22.10.2018 09:35 |

Start gegen Bemelmans

Thiem: „Der Titel wäre die ultimative Krönung“

Seit er zurückdenken kann, ist Dominic Thiem jedes Jahr zum Tennisturnier in die Wiener Stadthalle gekommen. Nun ist der 25-jährige Weltranglisten-Siebente beim Erste Bank Open zum ersten Mal topgesetzt. Beim neunten Antreten bzw. dem achten im Hauptbewerb und als Nummer eins träumt Thiem vom ersten Wien-Titel. Er startet am Dienstag gegen Ruben Bemelmans (BEL) ins Turnier, sagt: „Der Titel wäre die ultimative Krönung.“

Wien sei sein „absolutes Heimturnier“. „Seit ich drei oder vier Jahre alt war, war ich jedes Jahr da. Da hat es keine Unterbrechung gegeben. Vom Kleinkind, das noch nichts vom Tennis verstanden hat, bis zum interessierten Zuschauer, und dann der flüssige Übergang zum aktiven Spieler. Es ist eine echte Traumbeziehung.“ Unvergessen bleibt Thiem sein erster Hauptbewerb in der Stadthalle 2011, der gleichzeitig zum großen Abschied von Thomas Muster wurde. „Da denke ich daran, wie geil das Match, die Stimmung und wie besonders die Konstellation war.“

Neue Bälle
Zurück in der Gegenwart hat sich Thiem u.a. mit Kevin Anderson und Kei Nishikori auf sein Heimturnier eingeschlagen, auch mit dem neuen Turnierball Dunlop. „Er ist, wenn er neu ist, sehr schnell, aber er geht auch schnell auf, und dann ist er super zum Spielen.“ Die Platzbedingungen seien ähnlich wie jene bei seinem ersten Hallen-Titel vor wenigen Wochen in St. Petersburg.

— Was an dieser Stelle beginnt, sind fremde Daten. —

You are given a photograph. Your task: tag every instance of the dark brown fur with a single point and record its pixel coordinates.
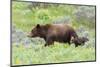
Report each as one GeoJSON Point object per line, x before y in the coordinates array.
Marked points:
{"type": "Point", "coordinates": [53, 32]}
{"type": "Point", "coordinates": [79, 41]}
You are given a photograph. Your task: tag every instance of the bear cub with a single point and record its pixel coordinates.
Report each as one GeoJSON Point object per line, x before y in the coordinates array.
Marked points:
{"type": "Point", "coordinates": [54, 32]}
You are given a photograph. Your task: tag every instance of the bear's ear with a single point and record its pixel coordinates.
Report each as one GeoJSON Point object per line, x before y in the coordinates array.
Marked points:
{"type": "Point", "coordinates": [38, 26]}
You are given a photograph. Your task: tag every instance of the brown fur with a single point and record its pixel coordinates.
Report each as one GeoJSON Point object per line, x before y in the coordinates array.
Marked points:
{"type": "Point", "coordinates": [79, 41]}
{"type": "Point", "coordinates": [53, 32]}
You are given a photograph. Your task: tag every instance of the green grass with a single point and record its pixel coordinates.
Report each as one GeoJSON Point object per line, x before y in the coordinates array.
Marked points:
{"type": "Point", "coordinates": [56, 53]}
{"type": "Point", "coordinates": [25, 19]}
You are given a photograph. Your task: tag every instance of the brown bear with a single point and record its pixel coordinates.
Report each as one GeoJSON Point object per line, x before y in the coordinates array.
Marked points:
{"type": "Point", "coordinates": [79, 41]}
{"type": "Point", "coordinates": [53, 32]}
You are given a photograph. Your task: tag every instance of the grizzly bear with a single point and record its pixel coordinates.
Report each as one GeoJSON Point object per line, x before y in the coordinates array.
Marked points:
{"type": "Point", "coordinates": [53, 32]}
{"type": "Point", "coordinates": [79, 41]}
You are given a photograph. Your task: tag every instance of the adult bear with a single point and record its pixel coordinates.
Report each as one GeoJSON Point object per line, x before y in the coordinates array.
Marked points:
{"type": "Point", "coordinates": [53, 32]}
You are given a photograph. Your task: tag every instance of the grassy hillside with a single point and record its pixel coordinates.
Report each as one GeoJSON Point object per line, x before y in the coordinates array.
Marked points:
{"type": "Point", "coordinates": [26, 15]}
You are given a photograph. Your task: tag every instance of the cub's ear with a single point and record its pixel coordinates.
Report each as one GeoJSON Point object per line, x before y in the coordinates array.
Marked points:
{"type": "Point", "coordinates": [38, 26]}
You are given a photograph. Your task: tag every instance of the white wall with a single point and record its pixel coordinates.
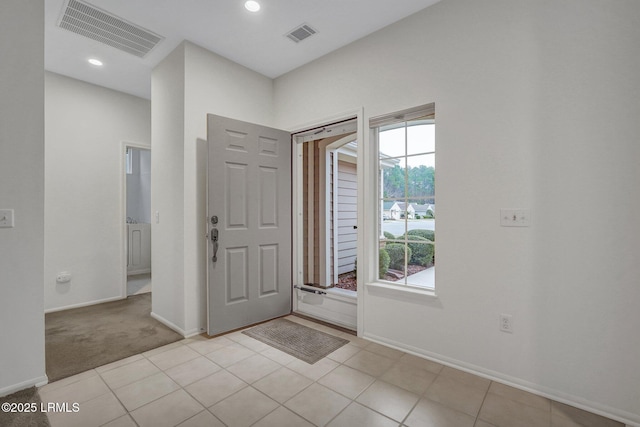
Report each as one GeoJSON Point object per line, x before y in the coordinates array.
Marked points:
{"type": "Point", "coordinates": [22, 189]}
{"type": "Point", "coordinates": [211, 84]}
{"type": "Point", "coordinates": [167, 189]}
{"type": "Point", "coordinates": [85, 126]}
{"type": "Point", "coordinates": [139, 186]}
{"type": "Point", "coordinates": [536, 106]}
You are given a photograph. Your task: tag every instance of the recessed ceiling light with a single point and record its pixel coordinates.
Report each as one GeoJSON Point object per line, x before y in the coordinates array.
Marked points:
{"type": "Point", "coordinates": [252, 6]}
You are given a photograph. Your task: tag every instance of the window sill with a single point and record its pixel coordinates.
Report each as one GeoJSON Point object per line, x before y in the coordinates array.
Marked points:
{"type": "Point", "coordinates": [402, 293]}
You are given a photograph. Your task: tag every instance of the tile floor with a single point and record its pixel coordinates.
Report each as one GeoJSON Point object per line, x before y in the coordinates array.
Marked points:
{"type": "Point", "coordinates": [235, 380]}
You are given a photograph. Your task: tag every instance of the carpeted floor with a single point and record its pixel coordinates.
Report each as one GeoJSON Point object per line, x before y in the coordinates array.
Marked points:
{"type": "Point", "coordinates": [34, 417]}
{"type": "Point", "coordinates": [85, 338]}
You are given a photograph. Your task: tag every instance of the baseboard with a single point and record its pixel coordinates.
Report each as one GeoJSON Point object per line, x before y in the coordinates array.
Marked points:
{"type": "Point", "coordinates": [37, 382]}
{"type": "Point", "coordinates": [84, 304]}
{"type": "Point", "coordinates": [632, 420]}
{"type": "Point", "coordinates": [187, 334]}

Thiem über seine Herausforderer
Und das sagt Thiem zu seinen schärfsten Gegnern: Nummer zwei, Kevin Anderson: „Mit dem habe ich Samstagabend trainiert. Er spielt sehr gut zur Zeit, aber er hat einen richtig schweren Erstrundengegner mit Basilaschwili. Der hat einen ziemlichen ‘Atomlauf‘ gerade. Der hat Peking gewonnen und dann auch in Shanghai sehr gut gespielt.“ Thiem erwartete für das Match am Montag (nicht vor 17.00 Uhr) eine sehr enge Partie.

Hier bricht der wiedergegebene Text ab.